このたび、『ラブライブ!スクールアイドルフェスティバル ALL STARS』(スクスタ)のメインストーリーが53章をもって完結した。キズナエピソードも既に全30人分のストーリーが完結となり、これにてスクスタにおいて展開されてきたスクールアイドルたちの成長物語は幕を閉じることなった。

ところで、筆者のnoteでは、3rdシーズンの感想記事を既に投稿している。

そこで、本稿では、4thシーズン以降のストーリーのあらすじを簡単に振り返りながら考察・感想を述べ、その後でスクスタメインストーリー全体のまとめへと入っていくことにする。
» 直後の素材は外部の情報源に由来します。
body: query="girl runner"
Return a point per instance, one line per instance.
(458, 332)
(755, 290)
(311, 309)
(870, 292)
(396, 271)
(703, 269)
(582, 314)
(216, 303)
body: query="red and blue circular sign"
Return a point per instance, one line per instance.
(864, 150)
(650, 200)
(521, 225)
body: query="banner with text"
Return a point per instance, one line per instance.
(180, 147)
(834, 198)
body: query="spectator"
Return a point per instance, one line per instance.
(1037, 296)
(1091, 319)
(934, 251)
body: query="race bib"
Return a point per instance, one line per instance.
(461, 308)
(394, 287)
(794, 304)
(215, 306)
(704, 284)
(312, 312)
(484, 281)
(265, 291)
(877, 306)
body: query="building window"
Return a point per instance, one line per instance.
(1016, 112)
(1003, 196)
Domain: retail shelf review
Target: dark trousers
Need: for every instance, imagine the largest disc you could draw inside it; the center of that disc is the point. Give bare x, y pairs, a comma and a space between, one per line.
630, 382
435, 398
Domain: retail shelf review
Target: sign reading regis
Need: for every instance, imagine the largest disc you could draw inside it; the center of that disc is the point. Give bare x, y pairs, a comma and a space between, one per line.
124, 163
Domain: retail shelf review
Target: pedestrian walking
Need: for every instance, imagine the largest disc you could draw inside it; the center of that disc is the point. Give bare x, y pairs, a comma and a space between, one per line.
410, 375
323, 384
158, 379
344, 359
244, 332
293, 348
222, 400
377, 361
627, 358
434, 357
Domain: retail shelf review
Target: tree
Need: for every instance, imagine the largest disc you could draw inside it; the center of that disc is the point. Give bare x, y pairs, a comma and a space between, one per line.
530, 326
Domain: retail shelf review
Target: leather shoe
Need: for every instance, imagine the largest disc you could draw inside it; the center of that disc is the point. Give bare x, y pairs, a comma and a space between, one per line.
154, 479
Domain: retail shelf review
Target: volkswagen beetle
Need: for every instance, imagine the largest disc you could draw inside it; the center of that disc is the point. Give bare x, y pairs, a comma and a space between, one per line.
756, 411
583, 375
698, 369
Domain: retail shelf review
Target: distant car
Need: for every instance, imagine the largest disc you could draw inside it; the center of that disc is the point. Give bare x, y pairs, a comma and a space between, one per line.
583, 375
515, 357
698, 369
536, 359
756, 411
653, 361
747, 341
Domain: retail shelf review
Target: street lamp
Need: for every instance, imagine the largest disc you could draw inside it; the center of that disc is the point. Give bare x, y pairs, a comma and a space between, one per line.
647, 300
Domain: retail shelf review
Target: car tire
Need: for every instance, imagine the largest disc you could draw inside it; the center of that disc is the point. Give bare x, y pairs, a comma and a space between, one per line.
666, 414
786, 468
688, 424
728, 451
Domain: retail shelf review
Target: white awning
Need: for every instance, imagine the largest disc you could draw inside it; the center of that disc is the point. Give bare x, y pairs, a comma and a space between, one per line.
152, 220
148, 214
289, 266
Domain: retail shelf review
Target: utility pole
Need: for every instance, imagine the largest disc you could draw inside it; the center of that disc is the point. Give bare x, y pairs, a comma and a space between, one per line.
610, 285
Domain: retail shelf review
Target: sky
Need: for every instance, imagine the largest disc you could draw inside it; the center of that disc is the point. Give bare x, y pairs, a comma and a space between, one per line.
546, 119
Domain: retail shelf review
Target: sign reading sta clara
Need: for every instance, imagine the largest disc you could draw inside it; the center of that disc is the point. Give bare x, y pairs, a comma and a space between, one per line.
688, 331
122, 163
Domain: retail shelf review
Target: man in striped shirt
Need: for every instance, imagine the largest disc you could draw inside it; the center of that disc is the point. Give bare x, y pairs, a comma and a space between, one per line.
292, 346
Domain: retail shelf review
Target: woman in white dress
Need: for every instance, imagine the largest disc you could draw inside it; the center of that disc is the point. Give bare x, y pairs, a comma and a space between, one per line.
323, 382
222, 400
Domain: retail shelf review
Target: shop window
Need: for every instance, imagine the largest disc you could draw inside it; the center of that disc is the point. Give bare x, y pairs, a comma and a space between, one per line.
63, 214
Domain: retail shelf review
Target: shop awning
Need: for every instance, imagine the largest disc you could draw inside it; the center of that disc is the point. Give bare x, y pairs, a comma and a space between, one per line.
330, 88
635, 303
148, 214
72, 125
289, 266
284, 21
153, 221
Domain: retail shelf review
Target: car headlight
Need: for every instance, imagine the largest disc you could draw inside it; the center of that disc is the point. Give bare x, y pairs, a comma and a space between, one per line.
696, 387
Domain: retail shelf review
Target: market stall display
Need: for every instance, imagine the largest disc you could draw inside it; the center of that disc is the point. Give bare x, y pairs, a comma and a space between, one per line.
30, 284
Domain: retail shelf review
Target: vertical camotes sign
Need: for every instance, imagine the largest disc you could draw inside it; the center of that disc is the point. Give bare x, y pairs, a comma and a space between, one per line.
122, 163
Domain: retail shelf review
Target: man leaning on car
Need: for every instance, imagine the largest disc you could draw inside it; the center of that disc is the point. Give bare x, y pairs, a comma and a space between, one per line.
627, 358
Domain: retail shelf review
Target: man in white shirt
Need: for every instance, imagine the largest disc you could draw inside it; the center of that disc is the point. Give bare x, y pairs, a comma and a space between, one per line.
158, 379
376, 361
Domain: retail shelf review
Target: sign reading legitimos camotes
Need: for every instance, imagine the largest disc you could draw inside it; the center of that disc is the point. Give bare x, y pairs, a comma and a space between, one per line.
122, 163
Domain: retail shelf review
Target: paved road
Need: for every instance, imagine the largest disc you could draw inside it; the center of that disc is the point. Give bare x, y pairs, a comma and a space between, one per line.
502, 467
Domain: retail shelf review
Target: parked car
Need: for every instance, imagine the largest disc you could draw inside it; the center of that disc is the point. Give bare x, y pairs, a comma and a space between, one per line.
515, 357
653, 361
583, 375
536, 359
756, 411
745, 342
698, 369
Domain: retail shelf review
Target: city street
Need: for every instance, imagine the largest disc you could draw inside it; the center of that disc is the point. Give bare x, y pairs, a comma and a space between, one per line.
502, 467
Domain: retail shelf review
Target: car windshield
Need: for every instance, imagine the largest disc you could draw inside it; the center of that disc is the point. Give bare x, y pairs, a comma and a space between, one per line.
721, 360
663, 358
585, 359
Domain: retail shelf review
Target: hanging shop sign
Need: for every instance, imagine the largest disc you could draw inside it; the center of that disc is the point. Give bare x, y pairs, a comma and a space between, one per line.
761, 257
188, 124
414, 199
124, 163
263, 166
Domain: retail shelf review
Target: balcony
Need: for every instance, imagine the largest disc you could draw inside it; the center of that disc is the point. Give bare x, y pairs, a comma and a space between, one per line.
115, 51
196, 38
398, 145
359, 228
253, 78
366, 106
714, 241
さて、まず結論から言ってしまうと、4thシーズン以降のストーリーは3rdシーズンまでで描かれてきた虹ヶ咲のストーリーの「補完」としての意味合いが強い、というのが筆者の抱いている印象である。3rdシーズンの感想記事でも述べたように、3rdシーズンにおいては「みんなで叶える物語」そして「いまが最高」というラブライブ!シリーズが最も大切にしてきた価値観が深く掘り下げられていた。そのため、3rdシーズンにおいて虹ヶ咲の物語の「核」は描き切っていると言っても過言ではないし、4thシーズン以降のストーリーが3rdシーズンの「補完」になることは必然だったのだ。とはいえ、だからと言って4thシーズン以降が「蛇足」だとは思わない。4thシーズンから6thシーズンまでの終盤のストーリーを一言でいえば、3rdシーズンにおいて同好会メンバーたちが見出した「輝き」の解像度を徐々に高めていく過程だった、というのが筆者の考えである。

4thシーズン(44〜46章)のあらすじ

璃奈、せつ菜、ミア、「あなた」は、高校生ゲームクリエイターコンテストへ出場することになる(44章)。入念な準備を重ねた甲斐もあり、準グランプリを受賞した(45章)。一方、彼方のクラスメイトでライフデザイン学科3年の加藤ツムギは、ライブ会場で偶然出会った「あなた」に対し、スクールアイドルを応援することは自分の気持ちを押しつけるエゴであり、無意味だとの信念を漏らしていた。「あなた」はその後も何度かツムギと話すうちに、ツムギの考えに疑問を抱いていく(44〜45章)。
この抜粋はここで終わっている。